Week 73 | Managing AI Coding Agents

Last Week

Last week was about accepting the practical shape of the App Store review problem. Apple had rejected the iOS submission again over the short-duration access products, and after a direct call with App Review, the path forward became clearer: stop defending the non-renewing subscription interpretation and rebuild the one-, two-, and three-day passes as consumable in-app purchases.

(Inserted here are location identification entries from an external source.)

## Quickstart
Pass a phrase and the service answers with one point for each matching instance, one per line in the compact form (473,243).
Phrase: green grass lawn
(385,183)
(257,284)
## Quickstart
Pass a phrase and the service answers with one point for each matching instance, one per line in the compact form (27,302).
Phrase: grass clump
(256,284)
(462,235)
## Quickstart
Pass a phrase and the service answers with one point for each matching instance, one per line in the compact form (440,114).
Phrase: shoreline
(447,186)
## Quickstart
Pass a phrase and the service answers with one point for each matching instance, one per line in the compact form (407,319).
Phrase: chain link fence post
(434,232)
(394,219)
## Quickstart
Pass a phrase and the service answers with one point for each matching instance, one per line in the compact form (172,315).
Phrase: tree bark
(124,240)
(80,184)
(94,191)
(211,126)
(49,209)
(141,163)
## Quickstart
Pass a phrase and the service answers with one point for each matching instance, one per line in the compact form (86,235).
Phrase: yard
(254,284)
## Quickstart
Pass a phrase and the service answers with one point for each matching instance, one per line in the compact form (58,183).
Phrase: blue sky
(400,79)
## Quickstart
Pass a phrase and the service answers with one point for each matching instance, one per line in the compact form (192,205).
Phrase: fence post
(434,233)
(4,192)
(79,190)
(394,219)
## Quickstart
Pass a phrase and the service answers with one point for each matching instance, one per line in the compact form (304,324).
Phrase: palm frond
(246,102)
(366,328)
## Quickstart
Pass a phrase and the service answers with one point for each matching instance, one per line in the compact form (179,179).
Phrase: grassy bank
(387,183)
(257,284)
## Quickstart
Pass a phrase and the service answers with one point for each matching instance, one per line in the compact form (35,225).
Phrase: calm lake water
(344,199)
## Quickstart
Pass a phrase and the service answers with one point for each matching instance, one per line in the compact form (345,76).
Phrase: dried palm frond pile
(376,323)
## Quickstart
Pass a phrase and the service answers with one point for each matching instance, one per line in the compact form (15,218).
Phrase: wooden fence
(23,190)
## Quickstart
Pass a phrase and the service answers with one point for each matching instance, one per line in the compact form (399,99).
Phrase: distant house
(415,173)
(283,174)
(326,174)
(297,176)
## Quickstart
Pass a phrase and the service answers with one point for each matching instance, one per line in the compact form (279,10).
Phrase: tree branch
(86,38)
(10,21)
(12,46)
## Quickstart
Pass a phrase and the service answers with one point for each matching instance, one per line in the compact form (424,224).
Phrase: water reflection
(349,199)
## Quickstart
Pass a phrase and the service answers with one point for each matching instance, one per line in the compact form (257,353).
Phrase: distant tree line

That work still needs to happen. Android remains live on Google Play, iOS is still blocked by App Store review, and the short-pass conversion will touch RevenueCat, the paywall, the app code, the backend, and the database. But this week’s transcript stepped back from App Review and focused on a broader development process issue that affects how I build Shokken every day: AI coding agents are powerful, but they are not trustworthy by default.

The trick is not to trust them. The trick is to manage them.

Agents Are Employees, Not Oracles

I use AI coding agents constantly on Shokken. They help with implementation, refactoring, tests, documentation, and the general grind of moving a Kotlin Multiplatform product forward. I also do not trust them.

That sounds contradictory only if you think of an AI coding agent as a deterministic tool. A compiler is deterministic. A formatter is deterministic. A type checker is deterministic. Given the same input, you expect the same output, and if the tool says something is valid, you can usually build process around that assumption.

Coding agents do not behave like that in practice.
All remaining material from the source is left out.